The suit, brought by the nonprofit Foundation on Economic Trends, seeks to halt the Pentagon’s chemical weapons program by banning research, development, testing, production, deployment or disposal of deadly nerve and blister agents.

In urging such a court-imposed ban, the foundation--which describes itself as a public-interest group that examines the environmental, economic and other effects of trends in technology--released the results of an internal Army safety audit of the chemical program. The audit, dated June, 1988, concluded that “chemical safety has slipped through a crack” in the Army’s bureaucracy and is posing “increased risk” to workers and populations surrounding the nation’s chemical warfare facilities.

Advertisement

‘First Challenge’

“This lawsuit is the first challenge to the Bush Administration,” said Jeremy Rifkin, president of the foundation. “George Bush has called himself an environmentalist and has said that his main objective is to get a ban on chemical and biological weapons. This case is going to force his Administration to clean up shop, scale down the program and put public safety first.”

The Army, which last year spent almost $220 million to develop and build chemical weapons, is leading the Defense Department’s effort to rebuild the nation’s stockpile of chemical arms and has responsibility for retiring the older weapons. The service, which began producing components for newer chemical weapons in December, 1987, is planning to begin destroying obsolete and unsafe poison gas canisters by September of 1989.

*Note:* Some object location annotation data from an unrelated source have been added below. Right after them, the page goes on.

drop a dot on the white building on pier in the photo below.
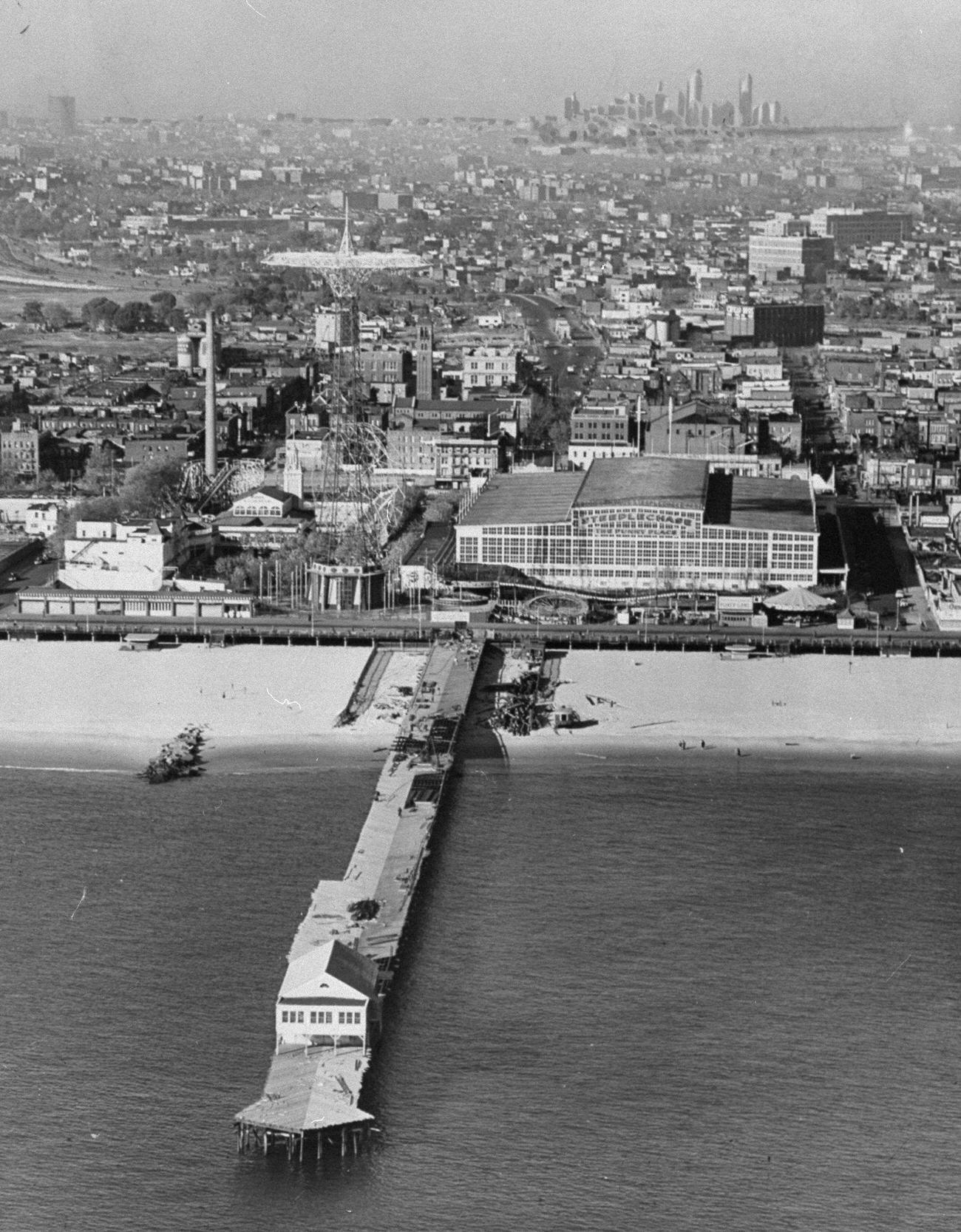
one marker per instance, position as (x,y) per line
(328,997)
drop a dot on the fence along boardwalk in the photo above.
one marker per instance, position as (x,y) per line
(316,1089)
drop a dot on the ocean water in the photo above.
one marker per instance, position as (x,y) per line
(685,991)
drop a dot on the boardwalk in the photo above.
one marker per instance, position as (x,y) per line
(314,1089)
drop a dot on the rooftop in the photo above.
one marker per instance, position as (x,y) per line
(759,504)
(645,480)
(519,499)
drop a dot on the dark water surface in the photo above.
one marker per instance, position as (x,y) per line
(676,992)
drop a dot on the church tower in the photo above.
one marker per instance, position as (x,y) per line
(425,361)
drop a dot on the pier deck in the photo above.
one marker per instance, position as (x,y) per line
(313,1089)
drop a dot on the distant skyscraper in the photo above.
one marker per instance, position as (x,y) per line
(62,114)
(695,86)
(746,100)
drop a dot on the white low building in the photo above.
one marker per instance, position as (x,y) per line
(328,997)
(118,556)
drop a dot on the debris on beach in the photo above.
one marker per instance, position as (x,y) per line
(525,695)
(179,759)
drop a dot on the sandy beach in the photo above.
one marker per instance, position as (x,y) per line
(69,703)
(658,700)
(92,700)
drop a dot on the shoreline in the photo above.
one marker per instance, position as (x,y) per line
(81,705)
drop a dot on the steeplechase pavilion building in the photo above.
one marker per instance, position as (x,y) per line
(645,523)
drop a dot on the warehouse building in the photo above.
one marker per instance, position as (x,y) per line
(645,523)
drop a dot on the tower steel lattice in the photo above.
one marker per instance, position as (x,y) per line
(354,447)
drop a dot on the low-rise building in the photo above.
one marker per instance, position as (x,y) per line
(328,997)
(20,451)
(489,367)
(645,524)
(118,556)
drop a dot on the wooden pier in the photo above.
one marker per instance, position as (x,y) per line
(313,1092)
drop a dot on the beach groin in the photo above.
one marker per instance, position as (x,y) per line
(347,942)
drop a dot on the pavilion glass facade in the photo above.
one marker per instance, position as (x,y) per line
(622,547)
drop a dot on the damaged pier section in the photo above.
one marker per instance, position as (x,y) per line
(344,953)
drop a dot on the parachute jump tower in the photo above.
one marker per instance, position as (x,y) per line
(349,498)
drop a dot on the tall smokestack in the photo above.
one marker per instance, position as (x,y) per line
(210,417)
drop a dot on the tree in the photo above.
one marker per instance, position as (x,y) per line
(100,473)
(164,303)
(152,489)
(55,316)
(99,313)
(133,318)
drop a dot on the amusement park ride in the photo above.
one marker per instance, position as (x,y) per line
(349,498)
(349,494)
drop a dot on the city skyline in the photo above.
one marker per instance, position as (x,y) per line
(355,59)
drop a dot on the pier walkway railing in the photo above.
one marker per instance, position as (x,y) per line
(316,1091)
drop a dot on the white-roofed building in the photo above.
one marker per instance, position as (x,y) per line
(328,996)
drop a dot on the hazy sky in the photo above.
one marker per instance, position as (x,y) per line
(828,61)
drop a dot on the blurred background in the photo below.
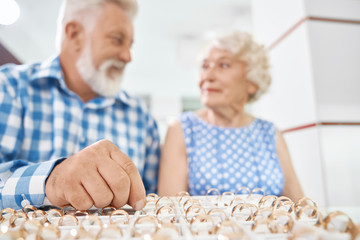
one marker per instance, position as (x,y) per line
(314,48)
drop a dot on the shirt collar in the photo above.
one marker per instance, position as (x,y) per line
(51,69)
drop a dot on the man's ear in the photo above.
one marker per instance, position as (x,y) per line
(75,34)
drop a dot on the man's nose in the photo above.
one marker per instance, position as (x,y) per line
(125,55)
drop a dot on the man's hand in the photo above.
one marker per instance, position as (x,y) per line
(98,175)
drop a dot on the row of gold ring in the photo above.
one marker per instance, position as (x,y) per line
(55,217)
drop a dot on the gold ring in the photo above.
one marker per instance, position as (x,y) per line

The chemical safety evaluation cited by the foundation, conducted by the Army inspector general’s office, found major shortages in the staffing of the program and criticized its spotty oversight of facilities involved in chemical weapons.

Particular Shortcomings

The Army safety audit noted particular safety shortcomings in facilities that conduct research on chemical weapons and their effects, as well as at field commands that would handle the lethal agents.

In addition to safety lapses in the storage, transportation and disposal of outdated weapons, there are “major deficiencies in safety” at the laboratory facilities that conduct research on “neat,” or undiluted, poison chemical weapons, the foundation charged. Such facilities are situated in Alabama, Illinois, Maryland, Missouri, New York, Ohio and Pennsylvania, as well as in the Menlo Park, Calif., offices of SRI International.

Safety gaps at such facilities include “numerous deficiencies in chemical accident or incident emergency plans, incomplete training programs and records, failure to provide and utilize safety equipment and failure to conduct leak-testing procedures,” according to the foundation’s lawsuit.

Advertisement

The suit also charged that the Pentagon has located chemical storage facilities without consideration for public safety. For instance, the Army’s Rocky Mountain arsenal, where 4.2 million pounds of nerve gas are stored, is near the Denver International Airport, and the Lexington Blue Grass Depot, where 70,000 nerve gas rockets are stored, is near a university, secondary school and shopping mall.

“What we have here is something comparable to what we’re seeing in the nuclear weapons complex,” Rifkin said. Noting that three civilian chemical weapons managers were recently indicted in Maryland for environmental violations, Rifkin warned: “This is just the tip of the iceberg.”